MANILA, Philippines — A fast-moving typhoon slammed into the northeastern Philippines on Sunday, sparking warnings of possible landslides, flash floods and storm surges.
Typhoon Kalmaegi, with sustained winds of 130 kilometers per hour (81 miles per hour) and gusts of 160 kph (99 mph), blew into the boundary of Cagayan and Isabela provinces with no immediate reports of casualties. It was forecast to barrel northwestward through the mountainous north at 22 kph (14 mph) before blowing out Tuesday into the South China Sea, government forecasters said.
Residents in at least nine northern provinces, which have been drenched by days of rains, were warned to take precautions and stay away from already soggy mountainsides and swollen rivers. Classes have been suspended in cities and provinces that are expected to be swamped by floodwaters overnight or on Monday.
The storm has been blamed for enhancing monsoon winds that whipped up big waves and caused a stalled ferry to sink in the central Philippines late Saturday. Cargo and passenger ships plucked at least 110 survivors from the rough waters and recovered three bodies after the ferry sank.
Kalmaegi, the Korean word for seagull, is the 12th weather disturbance to batter the Philippines this year. The calamity-prone archipelago is lashed by about 20 storms and typhoons every year, each requiring major disaster-mitigation preparations.

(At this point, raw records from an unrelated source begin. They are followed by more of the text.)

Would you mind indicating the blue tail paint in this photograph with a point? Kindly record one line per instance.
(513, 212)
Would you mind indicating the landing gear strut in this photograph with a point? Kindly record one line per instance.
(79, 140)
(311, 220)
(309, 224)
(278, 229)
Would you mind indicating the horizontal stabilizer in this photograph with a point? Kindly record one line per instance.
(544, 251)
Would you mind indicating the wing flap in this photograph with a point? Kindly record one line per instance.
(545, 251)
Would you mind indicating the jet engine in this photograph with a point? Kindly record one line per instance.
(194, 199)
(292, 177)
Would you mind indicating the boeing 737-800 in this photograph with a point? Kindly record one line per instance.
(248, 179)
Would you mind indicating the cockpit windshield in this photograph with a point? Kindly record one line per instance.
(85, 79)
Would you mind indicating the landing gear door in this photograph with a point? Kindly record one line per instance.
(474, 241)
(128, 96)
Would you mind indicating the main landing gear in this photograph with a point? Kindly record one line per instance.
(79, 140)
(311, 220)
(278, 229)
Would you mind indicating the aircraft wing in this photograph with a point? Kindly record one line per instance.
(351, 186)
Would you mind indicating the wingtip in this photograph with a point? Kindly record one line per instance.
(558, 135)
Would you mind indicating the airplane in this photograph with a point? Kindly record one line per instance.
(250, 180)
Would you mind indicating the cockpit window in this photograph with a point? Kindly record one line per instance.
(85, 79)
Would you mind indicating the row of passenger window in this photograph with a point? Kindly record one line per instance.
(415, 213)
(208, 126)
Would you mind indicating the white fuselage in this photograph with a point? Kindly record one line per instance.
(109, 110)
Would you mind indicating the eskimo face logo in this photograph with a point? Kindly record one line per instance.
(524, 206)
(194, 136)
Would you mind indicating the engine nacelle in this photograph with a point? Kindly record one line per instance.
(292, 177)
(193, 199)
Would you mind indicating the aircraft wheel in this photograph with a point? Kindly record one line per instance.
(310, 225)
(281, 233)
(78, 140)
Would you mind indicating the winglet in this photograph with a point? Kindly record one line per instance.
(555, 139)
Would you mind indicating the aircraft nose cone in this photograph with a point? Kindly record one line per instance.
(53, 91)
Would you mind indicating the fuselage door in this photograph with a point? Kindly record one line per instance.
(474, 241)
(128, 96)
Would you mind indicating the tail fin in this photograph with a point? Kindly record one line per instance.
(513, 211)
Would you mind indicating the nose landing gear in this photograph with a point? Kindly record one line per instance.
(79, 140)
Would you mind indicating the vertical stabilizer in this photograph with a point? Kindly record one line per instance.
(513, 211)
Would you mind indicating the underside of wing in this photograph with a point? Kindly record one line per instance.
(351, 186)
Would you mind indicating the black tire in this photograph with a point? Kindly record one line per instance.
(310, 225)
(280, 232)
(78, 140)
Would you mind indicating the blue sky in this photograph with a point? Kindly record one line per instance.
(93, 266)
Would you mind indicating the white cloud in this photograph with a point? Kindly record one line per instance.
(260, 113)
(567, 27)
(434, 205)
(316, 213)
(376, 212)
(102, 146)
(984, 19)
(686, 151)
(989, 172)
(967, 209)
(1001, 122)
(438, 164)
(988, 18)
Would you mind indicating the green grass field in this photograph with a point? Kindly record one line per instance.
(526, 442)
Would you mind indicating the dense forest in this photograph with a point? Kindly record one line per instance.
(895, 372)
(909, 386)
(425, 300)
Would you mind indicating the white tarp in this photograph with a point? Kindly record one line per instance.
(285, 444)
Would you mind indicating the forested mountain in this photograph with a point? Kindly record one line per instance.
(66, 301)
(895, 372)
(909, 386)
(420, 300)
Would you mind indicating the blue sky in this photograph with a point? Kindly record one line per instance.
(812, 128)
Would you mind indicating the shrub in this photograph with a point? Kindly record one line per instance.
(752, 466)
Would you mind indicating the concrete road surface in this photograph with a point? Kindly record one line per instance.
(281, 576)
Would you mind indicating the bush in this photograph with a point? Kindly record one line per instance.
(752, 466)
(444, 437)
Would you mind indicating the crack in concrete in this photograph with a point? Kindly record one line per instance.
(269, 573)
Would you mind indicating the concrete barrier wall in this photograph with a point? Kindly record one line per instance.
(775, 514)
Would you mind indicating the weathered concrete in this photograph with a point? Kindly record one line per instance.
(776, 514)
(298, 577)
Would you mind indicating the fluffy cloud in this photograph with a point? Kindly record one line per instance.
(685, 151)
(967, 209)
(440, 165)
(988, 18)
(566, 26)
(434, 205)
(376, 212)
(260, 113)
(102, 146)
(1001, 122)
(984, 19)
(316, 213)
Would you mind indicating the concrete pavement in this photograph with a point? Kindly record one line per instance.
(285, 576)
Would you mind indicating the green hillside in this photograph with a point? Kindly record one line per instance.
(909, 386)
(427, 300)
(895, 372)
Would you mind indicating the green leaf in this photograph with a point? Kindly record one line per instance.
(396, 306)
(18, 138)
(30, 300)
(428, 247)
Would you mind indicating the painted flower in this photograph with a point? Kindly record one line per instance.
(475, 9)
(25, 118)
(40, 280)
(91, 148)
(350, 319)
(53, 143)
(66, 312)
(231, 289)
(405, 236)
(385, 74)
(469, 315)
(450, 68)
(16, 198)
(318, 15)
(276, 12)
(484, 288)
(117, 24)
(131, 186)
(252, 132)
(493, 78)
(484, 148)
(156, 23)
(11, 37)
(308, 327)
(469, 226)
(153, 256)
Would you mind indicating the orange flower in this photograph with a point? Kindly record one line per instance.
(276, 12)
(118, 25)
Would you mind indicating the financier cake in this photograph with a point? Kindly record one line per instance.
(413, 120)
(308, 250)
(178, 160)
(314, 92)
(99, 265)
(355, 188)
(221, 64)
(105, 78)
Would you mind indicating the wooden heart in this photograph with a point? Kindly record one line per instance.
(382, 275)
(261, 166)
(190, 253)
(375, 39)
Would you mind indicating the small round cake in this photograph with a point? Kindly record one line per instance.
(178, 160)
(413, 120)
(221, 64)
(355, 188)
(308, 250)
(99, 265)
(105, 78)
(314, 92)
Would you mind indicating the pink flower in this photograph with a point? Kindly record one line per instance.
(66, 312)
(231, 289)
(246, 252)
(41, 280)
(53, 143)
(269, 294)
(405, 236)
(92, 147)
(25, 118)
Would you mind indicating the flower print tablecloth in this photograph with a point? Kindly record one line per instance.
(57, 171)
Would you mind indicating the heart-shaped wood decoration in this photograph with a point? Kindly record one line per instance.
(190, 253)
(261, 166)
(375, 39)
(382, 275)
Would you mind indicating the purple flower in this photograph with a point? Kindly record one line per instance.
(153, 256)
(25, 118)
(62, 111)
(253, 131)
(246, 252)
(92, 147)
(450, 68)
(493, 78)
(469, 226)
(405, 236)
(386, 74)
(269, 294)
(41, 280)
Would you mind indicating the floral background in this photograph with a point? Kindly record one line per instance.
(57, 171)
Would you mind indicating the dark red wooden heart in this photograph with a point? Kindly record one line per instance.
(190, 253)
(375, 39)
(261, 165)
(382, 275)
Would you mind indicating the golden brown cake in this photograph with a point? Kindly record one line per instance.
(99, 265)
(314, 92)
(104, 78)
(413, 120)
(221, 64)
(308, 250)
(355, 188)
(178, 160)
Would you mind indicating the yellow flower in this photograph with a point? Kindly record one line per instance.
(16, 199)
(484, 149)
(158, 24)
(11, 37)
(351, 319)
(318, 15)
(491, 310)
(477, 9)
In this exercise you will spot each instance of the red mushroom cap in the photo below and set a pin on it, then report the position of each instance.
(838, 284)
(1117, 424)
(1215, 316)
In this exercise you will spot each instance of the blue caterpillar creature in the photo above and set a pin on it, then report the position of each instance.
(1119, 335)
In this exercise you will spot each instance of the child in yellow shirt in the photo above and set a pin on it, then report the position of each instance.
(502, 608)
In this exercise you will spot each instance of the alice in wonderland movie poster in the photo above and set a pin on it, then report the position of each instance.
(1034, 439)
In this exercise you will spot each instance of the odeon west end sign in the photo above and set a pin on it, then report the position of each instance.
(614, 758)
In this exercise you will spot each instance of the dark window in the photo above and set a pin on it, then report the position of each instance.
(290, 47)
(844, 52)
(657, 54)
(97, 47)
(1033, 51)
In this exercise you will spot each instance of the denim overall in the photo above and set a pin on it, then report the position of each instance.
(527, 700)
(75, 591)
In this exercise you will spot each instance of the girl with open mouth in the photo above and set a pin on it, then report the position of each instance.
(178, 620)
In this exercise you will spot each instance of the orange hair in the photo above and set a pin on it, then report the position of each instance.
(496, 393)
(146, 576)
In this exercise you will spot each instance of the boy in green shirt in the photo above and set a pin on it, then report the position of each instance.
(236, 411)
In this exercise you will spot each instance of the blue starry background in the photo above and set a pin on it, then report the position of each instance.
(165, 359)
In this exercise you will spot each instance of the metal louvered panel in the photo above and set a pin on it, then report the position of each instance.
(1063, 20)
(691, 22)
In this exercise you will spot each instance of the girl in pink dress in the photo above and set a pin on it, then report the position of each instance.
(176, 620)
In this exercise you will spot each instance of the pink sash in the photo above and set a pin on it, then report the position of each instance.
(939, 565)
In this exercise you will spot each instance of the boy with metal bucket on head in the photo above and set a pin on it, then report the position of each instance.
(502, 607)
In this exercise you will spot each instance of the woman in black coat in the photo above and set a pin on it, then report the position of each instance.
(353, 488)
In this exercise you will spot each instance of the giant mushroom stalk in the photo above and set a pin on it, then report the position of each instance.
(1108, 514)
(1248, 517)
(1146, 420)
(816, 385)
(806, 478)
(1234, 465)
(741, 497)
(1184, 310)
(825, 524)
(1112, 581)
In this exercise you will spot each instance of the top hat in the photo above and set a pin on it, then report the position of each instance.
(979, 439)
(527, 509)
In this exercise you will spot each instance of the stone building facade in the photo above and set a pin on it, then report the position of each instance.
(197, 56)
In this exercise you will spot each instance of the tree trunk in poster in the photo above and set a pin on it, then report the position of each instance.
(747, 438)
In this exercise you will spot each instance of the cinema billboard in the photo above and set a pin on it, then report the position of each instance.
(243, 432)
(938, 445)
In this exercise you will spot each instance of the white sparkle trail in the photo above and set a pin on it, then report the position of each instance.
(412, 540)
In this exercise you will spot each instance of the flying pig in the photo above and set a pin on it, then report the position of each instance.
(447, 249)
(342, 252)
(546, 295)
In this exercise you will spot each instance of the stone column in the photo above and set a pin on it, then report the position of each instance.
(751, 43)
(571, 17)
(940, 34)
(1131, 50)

The Department of Social Welfare and Development said it has pre-positioned 3,000 family food packs in northern communities that may be isolated by the storm. About 100,000 other such food packs have been prepared in case of wider typhoon-wrought calamity. Army and police forces, backed by rubber boats, trucks and air force helicopters, have been put on standby for possible search and rescue operations.